In 1825 Parliament passed a somewhat obscure act which opened the ports on a more liberal system of reciprocity. To nations without colonies she offered the same shipping rights in her colonies which such nations gave to England and her possessions. The act provided that it must be accepted within a year by nations who desired to avail themselves of its provisions. President Adams preferred to deal with the question by diplomacy, and Congress neglected to pass the legislation necessary to accept the offer. When Gallatin, who had been sent to England to treat of this matter, opened his negotiations in 1826, he was informed that it was too late. The stipulated time having elapsed, American vessels were definitely excluded from the West Indies in 1826 by orders in council. [Footnote: Adams, Gallatin, 615-620; cf. MacDonald, Jacksonian Democracy (Am. Nation, XV.), 201.] In the campaign of 1828 Adams was blamed for the failure to seize this opportunity, but the generally prosperous condition of our shipping not only moderated the discontent, but even led to a law (May 24, 1828) intended to place American vessels in complete control of our foreign commerce by providing for the abolition, by proclamation of the president, of all discriminating duties against such nations as should free ships of the United States from corresponding discriminations. In the long run, this reciprocity act proved a mistake; the end of Adams's administration marked the beginning of a decline in the prosperity of the merchant marine. [Footnote: Soley, in Shaler, United States, I., 540.]

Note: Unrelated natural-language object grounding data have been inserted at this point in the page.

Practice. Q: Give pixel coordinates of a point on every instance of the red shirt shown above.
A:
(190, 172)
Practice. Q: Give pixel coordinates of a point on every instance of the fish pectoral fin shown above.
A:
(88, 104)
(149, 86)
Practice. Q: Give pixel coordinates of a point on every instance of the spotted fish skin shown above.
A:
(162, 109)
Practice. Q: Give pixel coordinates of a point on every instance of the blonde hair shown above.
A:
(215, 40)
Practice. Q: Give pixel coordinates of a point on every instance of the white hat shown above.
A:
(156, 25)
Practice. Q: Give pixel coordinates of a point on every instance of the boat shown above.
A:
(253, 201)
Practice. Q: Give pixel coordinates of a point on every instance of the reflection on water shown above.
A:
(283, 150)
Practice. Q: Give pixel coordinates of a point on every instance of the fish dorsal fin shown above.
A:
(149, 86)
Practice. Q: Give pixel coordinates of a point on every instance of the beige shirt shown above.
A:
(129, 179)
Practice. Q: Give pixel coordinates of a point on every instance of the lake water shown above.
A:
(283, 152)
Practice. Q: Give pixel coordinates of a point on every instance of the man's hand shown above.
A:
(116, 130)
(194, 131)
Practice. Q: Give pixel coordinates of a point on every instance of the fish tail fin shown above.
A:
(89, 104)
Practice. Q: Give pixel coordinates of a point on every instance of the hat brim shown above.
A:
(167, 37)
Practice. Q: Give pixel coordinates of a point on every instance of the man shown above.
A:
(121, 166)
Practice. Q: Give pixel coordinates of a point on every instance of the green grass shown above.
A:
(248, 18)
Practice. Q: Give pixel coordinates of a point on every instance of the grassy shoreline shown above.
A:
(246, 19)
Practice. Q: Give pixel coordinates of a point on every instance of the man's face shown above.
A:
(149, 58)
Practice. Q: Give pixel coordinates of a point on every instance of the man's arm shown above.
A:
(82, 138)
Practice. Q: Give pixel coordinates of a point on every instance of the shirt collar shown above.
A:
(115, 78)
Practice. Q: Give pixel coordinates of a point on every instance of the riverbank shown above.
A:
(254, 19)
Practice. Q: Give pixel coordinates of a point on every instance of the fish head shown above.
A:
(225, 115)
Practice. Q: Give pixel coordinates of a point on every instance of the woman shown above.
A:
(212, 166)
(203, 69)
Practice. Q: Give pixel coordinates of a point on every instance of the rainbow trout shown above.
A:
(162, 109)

American commerce during this period by no means kept pace with the growing wealth and population of the country. [Footnote 2: Sterns, Foreign Trade of the United States, 1820-1840, in Jour. Pol. Econ., VIII., 34, 452.] As we have seen, the staple states produced the lion's share of the domestic exports, and the internal exchange favored by the protective tariffs restrained the foreign importations. Aside from the depression in 1821, following the panic of 1819, and the extraordinary rise in 1825, the exports in general exhibited no marked increase or decline between 1820 and 1829. Imports showed a value of nearly seventy-four and one-half million dollars in 1820, ninety millions in 1825, and sixty-seven millions in 1829. [Footnote 3: Soley, in Shaler, United States, I., 538; cf. Pitkin, Statistical View (ed. of 1835), 177; W. C. Ford, in Depew, One Hundred Years of Am. Commerce, I., 23.] During the whole of Adams's administration, New York preserved its easy lead in domestic exports, although, as the west leaped up to power, New Orleans rose rapidly to a close second in exports of domestic origin. The southern cities retained merely the same proportion of the exports of domestic origin which they had in 1820, in spite of the great increase of cotton production. New York and New Orleans gained a large fraction of this trade, and Massachusetts changed its proportion of domestic exports only slightly during the whole decade. Over three-fourths of the cotton went to the British Isles, while almost all the pork and beef, and two-thirds of the flour, went to the West Indies, South America, and Great Britain's American colonies. [Footnote: Pitkin, Statistical View, 121-137.]

The statistics of commerce repeat the same story of increasing national self-dependence which was told by the development of manufactures, internal trade, and transportation, and even by the diplomatic policy of the United States. The nation was building an empire of its own, with sections which took the place of kingdoms. The west was already becoming the granary of the whole country. But in the development of this "American system," the navigating portions of New England and the staple states of the south and southwest found themselves at a disadvantage. Their interest lay in a free exchange across the ocean.

Although many minor treaties of commerce and navigation were negotiated by Clay during this administration, all his other diplomatic efforts met with failure, among them attempts to purchase Texas and to procure a treaty with England for the rendition of fugitive slaves who had escaped to Canada - strange evidences of the political concessions of the northern president.